The house of Bineesh Kodiyeri – son of the state secretary of the Communist Party of India (Marxist), Kodiyeri Balakrishnan – and seven other spots in Thiruvananthapuram were raided on Wednesday by the Enforcement Directorate probing the money laundering case related to Bengaluru drug haul even as the state government withdrew general consent given to the Central Bureau of Investigation.

A joint team of ED and Income Tax searched the house of Kodiyeri and business establishments of his friends and partners simultaneously. The central agencies were given the Central Reserve Police Force protection. There were intelligence reports that left youth outfits may protest against the raid.

Arrested on October 29, Kodiyeri is under the ED custody in Bengaluru. He landed in trouble after the Bengaluru drug racket accused Anoop Mohammad gave a statement to the Narcotics Control Bureau (NCB), saying that Kodiyeri had helped him a lot in his “business venture”. Later his name also figured in the call list of Mohammad. He was arraigned as the sixth accused in the money laundering case connected to drug haul.

During investigation in the gold smuggling case, multiple agencies also found that drug and smuggling cases were interconnected. One of the accused in gold smuggling KT Ramees and alleged drug peddler Mohammad were thick friends. They also found that Ramees had made several trips to Bengaluru before his arrest. The ED suspects that huge properties owned by Kodiyeri in Kerala and Karnataka might have been bought with the proceeds of narcotics and gold smuggling.

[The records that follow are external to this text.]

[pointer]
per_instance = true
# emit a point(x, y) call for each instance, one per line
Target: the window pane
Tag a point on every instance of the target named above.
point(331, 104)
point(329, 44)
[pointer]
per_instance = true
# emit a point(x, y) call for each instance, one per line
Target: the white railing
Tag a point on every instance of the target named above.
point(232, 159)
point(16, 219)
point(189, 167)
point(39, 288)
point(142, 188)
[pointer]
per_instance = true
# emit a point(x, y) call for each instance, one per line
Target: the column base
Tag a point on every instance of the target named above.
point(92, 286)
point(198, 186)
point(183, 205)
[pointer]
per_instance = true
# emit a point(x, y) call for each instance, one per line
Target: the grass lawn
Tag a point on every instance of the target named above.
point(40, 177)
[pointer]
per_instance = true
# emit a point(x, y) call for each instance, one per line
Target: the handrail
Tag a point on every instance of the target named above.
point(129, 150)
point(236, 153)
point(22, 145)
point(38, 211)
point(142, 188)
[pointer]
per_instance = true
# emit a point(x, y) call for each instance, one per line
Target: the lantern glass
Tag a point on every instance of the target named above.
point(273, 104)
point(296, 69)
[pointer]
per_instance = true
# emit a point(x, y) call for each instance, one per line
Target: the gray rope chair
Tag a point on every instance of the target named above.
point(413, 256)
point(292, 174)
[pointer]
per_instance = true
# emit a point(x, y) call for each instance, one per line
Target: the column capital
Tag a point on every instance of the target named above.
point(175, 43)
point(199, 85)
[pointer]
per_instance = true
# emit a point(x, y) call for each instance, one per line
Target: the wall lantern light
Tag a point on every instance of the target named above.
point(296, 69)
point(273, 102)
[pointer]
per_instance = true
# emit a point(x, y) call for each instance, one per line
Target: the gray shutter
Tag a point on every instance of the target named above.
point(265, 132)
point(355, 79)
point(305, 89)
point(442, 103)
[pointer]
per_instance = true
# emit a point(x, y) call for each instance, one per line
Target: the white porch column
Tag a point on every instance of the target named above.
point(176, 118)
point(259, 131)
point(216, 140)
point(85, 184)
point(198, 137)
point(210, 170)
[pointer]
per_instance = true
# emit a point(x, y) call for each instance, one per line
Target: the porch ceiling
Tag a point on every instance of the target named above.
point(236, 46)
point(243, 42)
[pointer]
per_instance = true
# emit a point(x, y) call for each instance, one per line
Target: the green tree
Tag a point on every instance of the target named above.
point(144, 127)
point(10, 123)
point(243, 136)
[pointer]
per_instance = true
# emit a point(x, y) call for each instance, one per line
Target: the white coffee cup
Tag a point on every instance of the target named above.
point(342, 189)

Meanwhile, the government has decided to withdraw the general consent given to the CBI to investigate cases in the state like four other opposition-ruled states.

“We will not allow free run of central agencies in the state. They are in a race to portray the state government in bad light,” said state law minister AK Balan.

Last month, the state government had to rush to the High Court to quash the CBI probe into the Life Mission project. The court stayed it for two months. It is a scheme to build free dwelling units for the homeless, but irregularities came to light when central agencies were probing the gold smuggling case.

When lockers of the main accused in the smuggling case, Swapna Suresh, were opened they got Rs one crore cash and two kg gold. Later she reportedly told agencies that this was the commission she received for clinching a deal with an international aid agency ‘Red Crescent’, which funded the Life Mission project in Vadakkanchery in the Thrissur district.

The anti-corruption unit of the CBI later registered a case under the Foreign Contribution Regulation Act (FCRA). But the state government maintained that it will not come under the purview of the FCRA and moved the court.